“Relationships based on obligation lack dignity.” Wayne Dyer
Maybe this sounds familiar to you:
“Last night my husband and I were discussing whether or not he would go out of his way to pick up some something for me that is close to his work. I told him I felt a little bit bad asking him to do it because I know he’s tired after his 12 hr shifts and his hand is still healing after the accident we were involved in. He got a bit exasperated and said he’s happy to go out of his way to do something for his wife; because that’s what marriage is–you do things for your spouse that you don’t necessarily like to make the other person happy. And then in return maybe I could just show a little appreciation and do something for him that I don’t necessarily like, such as having sex with him…I am done with using sex as a way to get things in the marriage. It’s something I used to consider to be my wifely duty, and I hated that. I want sex to be about union and pleasure for both partners, not payment or obligation.”
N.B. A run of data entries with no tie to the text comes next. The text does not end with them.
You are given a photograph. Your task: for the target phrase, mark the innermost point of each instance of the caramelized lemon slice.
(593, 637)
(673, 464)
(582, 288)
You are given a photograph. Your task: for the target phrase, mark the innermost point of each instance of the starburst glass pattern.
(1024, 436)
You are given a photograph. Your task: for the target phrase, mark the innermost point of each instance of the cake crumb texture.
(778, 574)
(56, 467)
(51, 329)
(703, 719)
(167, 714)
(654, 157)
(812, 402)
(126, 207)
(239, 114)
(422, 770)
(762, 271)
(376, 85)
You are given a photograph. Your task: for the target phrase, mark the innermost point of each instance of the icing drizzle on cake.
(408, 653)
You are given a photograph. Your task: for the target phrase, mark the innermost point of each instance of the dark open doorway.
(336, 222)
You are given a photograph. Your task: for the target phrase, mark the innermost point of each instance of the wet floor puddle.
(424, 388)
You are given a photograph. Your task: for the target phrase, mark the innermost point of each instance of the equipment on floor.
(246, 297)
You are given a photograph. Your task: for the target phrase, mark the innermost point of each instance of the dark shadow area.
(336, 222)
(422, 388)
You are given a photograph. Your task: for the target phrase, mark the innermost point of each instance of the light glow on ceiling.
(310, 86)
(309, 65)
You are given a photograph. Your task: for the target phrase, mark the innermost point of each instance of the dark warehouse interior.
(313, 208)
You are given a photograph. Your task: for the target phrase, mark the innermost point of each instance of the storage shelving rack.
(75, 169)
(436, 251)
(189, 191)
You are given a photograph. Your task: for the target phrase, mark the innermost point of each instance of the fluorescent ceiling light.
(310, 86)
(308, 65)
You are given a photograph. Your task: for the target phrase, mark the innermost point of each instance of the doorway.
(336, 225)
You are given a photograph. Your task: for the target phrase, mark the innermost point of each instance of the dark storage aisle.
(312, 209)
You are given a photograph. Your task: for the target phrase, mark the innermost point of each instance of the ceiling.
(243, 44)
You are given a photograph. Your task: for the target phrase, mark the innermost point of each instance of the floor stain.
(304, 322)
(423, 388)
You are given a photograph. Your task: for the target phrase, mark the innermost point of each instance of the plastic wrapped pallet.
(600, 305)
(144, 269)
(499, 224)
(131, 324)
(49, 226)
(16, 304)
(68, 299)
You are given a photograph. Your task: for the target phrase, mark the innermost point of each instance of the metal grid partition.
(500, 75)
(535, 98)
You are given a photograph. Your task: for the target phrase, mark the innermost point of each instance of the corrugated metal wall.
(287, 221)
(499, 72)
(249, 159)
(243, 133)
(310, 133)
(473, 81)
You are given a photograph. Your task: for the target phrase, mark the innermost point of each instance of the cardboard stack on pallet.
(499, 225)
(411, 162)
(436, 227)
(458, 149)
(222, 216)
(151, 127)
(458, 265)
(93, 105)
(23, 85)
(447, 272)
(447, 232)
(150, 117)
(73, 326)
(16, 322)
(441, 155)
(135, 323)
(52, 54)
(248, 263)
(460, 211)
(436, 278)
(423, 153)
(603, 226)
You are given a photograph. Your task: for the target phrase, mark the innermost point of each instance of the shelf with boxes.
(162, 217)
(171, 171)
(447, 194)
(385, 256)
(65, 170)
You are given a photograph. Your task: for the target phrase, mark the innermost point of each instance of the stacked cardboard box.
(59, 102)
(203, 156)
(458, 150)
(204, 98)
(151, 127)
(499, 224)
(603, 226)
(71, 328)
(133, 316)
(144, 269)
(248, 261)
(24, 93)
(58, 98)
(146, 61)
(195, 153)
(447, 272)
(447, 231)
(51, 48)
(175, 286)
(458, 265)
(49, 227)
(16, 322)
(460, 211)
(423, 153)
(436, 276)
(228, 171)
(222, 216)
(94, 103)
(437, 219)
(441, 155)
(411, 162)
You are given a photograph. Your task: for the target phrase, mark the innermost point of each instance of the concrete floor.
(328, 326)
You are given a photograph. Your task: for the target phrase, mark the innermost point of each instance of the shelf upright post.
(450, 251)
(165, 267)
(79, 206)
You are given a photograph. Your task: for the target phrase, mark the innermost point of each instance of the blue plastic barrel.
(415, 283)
We’ve been taught that marriage is about doing things for each other and your actions will drive how happy or unhappy I am in the relationship.
We’ve been taught that we should do things we don’t want to do because that’s what marriage is.
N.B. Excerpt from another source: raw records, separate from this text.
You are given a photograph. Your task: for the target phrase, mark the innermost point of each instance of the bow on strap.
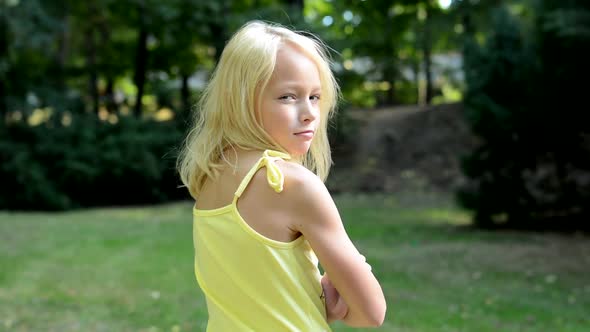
(274, 176)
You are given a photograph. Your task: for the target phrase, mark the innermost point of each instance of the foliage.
(532, 169)
(87, 163)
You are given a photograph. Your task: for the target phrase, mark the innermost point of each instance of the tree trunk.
(427, 58)
(185, 94)
(110, 96)
(62, 54)
(3, 57)
(140, 60)
(91, 65)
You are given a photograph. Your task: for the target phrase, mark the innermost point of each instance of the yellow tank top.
(251, 282)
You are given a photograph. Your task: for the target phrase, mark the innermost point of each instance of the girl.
(255, 164)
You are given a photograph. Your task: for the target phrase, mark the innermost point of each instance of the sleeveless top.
(251, 282)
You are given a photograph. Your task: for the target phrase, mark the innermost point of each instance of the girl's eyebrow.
(295, 85)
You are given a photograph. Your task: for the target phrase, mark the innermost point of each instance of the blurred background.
(462, 124)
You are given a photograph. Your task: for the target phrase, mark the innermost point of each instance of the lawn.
(130, 269)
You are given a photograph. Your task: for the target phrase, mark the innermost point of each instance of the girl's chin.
(298, 152)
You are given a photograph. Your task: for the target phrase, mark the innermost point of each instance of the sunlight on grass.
(130, 269)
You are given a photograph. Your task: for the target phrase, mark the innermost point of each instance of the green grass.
(130, 269)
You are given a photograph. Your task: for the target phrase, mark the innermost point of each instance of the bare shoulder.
(306, 197)
(301, 184)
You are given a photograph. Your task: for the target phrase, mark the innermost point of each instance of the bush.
(532, 169)
(88, 163)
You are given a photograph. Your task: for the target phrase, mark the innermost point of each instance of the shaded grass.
(130, 269)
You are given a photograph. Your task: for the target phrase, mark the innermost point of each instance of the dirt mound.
(403, 148)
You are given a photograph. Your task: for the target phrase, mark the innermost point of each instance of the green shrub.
(88, 163)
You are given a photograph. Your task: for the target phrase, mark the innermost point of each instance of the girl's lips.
(306, 134)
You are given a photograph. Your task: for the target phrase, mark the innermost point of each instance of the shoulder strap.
(274, 175)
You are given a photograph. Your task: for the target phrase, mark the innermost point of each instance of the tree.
(519, 90)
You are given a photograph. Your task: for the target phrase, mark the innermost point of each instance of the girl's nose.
(308, 111)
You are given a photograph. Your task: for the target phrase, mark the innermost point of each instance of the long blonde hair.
(226, 115)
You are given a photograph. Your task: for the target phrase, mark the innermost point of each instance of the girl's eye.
(287, 97)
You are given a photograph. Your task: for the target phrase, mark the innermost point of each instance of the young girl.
(255, 164)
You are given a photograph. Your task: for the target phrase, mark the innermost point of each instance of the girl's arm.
(336, 308)
(315, 215)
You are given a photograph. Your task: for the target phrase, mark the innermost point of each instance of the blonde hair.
(226, 114)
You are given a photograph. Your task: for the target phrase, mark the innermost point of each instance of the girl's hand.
(336, 308)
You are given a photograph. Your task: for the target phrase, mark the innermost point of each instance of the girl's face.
(290, 104)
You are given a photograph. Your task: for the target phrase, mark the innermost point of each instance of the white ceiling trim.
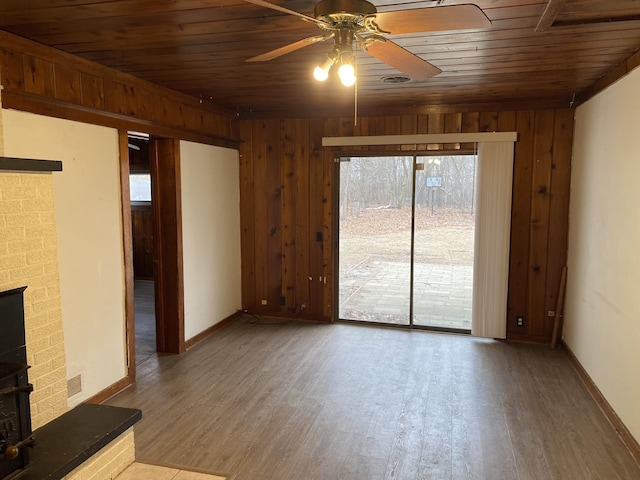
(419, 138)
And when I do something for you that I don’t want to, you now owe me.
- Love isn’t obligation. Love doesn’t actually need or demand anything.
- And marriage is not about what you can do for me and what I can do for you. That’s a business arrangement; that’s not love. Marriage is about two grown people who take responsibility for their own needs and happiness and come together to share and experience life together. Love makes life better, it’s not there to serve your needs or fill a gap you refuse to fill yourself.
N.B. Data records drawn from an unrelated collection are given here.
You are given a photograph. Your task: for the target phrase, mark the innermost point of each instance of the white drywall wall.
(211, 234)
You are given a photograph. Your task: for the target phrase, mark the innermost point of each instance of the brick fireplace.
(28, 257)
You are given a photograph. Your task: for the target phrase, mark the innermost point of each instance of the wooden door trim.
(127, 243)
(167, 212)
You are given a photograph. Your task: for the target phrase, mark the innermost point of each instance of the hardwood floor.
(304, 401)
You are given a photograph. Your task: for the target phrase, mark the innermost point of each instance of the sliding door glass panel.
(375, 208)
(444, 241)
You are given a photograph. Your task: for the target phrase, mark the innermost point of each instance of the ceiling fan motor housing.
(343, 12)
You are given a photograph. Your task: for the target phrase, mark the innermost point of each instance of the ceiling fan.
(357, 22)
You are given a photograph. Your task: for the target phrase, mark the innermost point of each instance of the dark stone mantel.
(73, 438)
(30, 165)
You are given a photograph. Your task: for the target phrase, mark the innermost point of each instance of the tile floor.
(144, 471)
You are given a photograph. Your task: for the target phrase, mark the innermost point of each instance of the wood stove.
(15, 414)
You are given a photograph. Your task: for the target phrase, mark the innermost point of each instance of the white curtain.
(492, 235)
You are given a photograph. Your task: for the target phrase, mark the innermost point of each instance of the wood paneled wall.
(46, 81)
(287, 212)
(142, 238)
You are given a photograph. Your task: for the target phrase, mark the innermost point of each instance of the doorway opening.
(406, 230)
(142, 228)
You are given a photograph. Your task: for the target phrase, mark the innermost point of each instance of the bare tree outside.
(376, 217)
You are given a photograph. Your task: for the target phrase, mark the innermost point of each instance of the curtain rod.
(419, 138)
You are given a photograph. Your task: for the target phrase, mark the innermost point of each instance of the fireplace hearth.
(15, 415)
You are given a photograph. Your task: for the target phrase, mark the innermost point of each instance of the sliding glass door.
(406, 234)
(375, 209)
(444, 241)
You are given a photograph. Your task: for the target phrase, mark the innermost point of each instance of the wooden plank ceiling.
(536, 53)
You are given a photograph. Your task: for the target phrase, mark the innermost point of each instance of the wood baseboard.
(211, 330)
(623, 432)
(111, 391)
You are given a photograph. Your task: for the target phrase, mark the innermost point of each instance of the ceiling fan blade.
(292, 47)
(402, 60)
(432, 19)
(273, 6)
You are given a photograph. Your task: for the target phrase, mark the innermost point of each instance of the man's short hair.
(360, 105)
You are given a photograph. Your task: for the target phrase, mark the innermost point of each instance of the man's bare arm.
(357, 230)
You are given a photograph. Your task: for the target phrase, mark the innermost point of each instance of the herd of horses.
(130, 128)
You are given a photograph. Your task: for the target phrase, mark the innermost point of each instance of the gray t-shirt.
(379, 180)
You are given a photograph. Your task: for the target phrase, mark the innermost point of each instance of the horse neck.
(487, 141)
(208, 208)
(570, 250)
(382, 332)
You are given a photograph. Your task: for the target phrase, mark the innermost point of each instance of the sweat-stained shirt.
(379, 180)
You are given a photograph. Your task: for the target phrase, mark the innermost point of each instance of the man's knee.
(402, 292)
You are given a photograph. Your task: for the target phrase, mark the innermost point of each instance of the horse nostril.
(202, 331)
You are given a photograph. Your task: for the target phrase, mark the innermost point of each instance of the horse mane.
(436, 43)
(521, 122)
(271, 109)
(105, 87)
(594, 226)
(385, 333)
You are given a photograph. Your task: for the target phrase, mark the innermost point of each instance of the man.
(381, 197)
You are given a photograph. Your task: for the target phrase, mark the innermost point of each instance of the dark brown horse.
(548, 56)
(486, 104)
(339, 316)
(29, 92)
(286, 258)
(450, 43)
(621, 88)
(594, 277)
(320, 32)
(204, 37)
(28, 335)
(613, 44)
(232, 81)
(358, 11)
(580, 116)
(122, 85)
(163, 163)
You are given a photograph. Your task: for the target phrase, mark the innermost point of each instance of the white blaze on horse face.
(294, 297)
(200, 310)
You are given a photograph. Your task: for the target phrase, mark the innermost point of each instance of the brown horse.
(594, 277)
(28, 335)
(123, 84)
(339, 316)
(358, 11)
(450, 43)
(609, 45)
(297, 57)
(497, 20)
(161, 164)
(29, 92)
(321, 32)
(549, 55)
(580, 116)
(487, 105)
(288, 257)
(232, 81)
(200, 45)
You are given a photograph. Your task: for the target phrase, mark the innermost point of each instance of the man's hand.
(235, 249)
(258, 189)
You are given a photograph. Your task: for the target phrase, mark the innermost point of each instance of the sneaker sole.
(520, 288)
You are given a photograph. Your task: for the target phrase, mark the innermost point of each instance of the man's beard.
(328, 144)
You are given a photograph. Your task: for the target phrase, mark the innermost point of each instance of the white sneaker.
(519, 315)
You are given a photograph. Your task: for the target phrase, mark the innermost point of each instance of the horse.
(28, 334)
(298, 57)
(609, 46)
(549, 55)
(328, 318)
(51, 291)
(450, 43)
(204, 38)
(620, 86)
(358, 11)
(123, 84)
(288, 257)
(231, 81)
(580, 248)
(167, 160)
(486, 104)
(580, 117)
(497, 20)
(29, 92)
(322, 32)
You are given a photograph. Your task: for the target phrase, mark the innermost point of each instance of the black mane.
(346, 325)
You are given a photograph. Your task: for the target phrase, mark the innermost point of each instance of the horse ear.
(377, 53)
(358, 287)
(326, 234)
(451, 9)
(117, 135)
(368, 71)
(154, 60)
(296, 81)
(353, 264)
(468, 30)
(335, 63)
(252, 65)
- And both of you doing actions for the other that make you miserable only serves to make you both miserable, resentful and longing for more.
Sometimes my beloved and I want the same things. We both love to travel and wanted to live near the beach. Easy enough when we agree on what we both want.
Sometimes I don’t want to do the same things as him, but because I love him, I am glad to do those things occasionally as an act of love (without ever demanding anything in return). He likes when he goes fishing for me to come along with a chair and a book to keep him company (and I think secretly to see firsthand the size of fish he caught…lol).
And sometimes, he doesn’t want to do what I want to do – and that’s his choice. Every adult gets to do whatever they want to do. I don’t have to force him to do anything he doesn’t want to do. I don’t have to guilt him into it or make him feel obligated by bringing up all the things I do. Because the truth is that if I do that, it will only create unnecessary resentments and distance between us that neither of us wants.
- Love isn’t demanding.
- Love isn’t obligation.
- Love isn’t guilt or shame, reciprocity or payment for services rendered.
Love is a feeling we get when we give (to ourselves and others) in a way that feels good when we do so.
And don’t even get me started on using sex as a bargaining chip…or wifely duties…I might just lose my manners.